Literature regarding deep propofol sedation for catatonia is sparse. This may be explained by the fact that this treatment is only possible in the controlled ICU environment and that catatonia is seldom recognised in ICUs. It is, moreover, not the standard of care in patients with catatonia. This case and the two prior publications arguably create grounds for considering deep propofol sedation in selected serious and refractory cases of catatonia. Because these cases are so rare this hypothesis cannot be studied in large clinical trials, but it certainly warrants further medical research in select cases as a form of rescue therapy. We think that this case report is relevant to the intensivist because it offers a basis for evaluation of rescue therapy in patients with catatonia who do not respond to therapy with benzodiazepines and ECT
In summary, catatonia is a distinct syndrome that, when left untreated, can result in serious and even lethal complications. It is often mistaken for delirium which is highly unfortunate as catatonic symptoms can be aggravated by the treatment given for delirium. Catatonia and delirium require different treatments. Lorazepam is the standard treatment for catatonia but its applicability is restrained by its sedative effect. Second-line treatment generally consists of ECT.

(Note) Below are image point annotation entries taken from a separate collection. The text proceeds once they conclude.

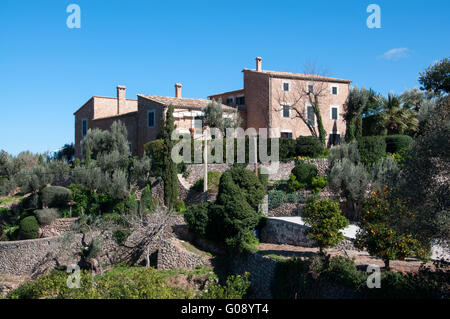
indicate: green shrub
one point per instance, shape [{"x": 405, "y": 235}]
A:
[
  {"x": 276, "y": 198},
  {"x": 213, "y": 182},
  {"x": 236, "y": 288},
  {"x": 308, "y": 146},
  {"x": 382, "y": 232},
  {"x": 180, "y": 206},
  {"x": 196, "y": 216},
  {"x": 146, "y": 199},
  {"x": 128, "y": 206},
  {"x": 304, "y": 172},
  {"x": 348, "y": 151},
  {"x": 119, "y": 283},
  {"x": 263, "y": 178},
  {"x": 351, "y": 182},
  {"x": 319, "y": 182},
  {"x": 236, "y": 208},
  {"x": 287, "y": 149},
  {"x": 397, "y": 143},
  {"x": 371, "y": 149},
  {"x": 92, "y": 250},
  {"x": 326, "y": 222},
  {"x": 343, "y": 270},
  {"x": 154, "y": 149},
  {"x": 292, "y": 198},
  {"x": 294, "y": 184},
  {"x": 121, "y": 235},
  {"x": 46, "y": 215},
  {"x": 29, "y": 228}
]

This case is suggestive of a beneficial effect of administration of prolonged high-dose propofol in addition to lorazepam treatment in catatonic patients. The immediate and complete remission of catatonic symptoms in our case was so evident and remarkable that a causal relationship is more than likely. Both propofol and lorazepam inhibit the central nervous system by interacting with GABA-A receptors. Their synergy may be explained by the fact that they interact with different parts of the receptor. In addition, propofol inhibits the excitatory effects of the NMDA receptors in the brain, which might further explain the positive effect of propofol on the catatonic symptoms in our case.
Learning points/take home messages
- Catatonia is a common syndrome on psychiatric wards and ICUs, but often unrecognised. It can cause severe, even lethal complications;
- First-choice treatment for catatonia is with lorazepam, followed by ECT in the second line;
- Lorazepam and propofol have similar but distinct inhibitive GABA-A receptor mediated effects on the central nervous system;
- Moreover propofol also binds to the NMDA receptor, possibly further explaining the added effect of prolonged high-dose propofol;
- Prolonged propofol infusion might be valuable second-line treatment for catatonia;
- Research is warranted but it may prove challenging to collect series of patients;
- Prolonged deep propofol sedation may be considered in highly selected cases as off-label rescue therapy.
All authors declare no conflict of interest. No funding or financial support was received. Informed consent was obtained from the patient for the publication of this case report.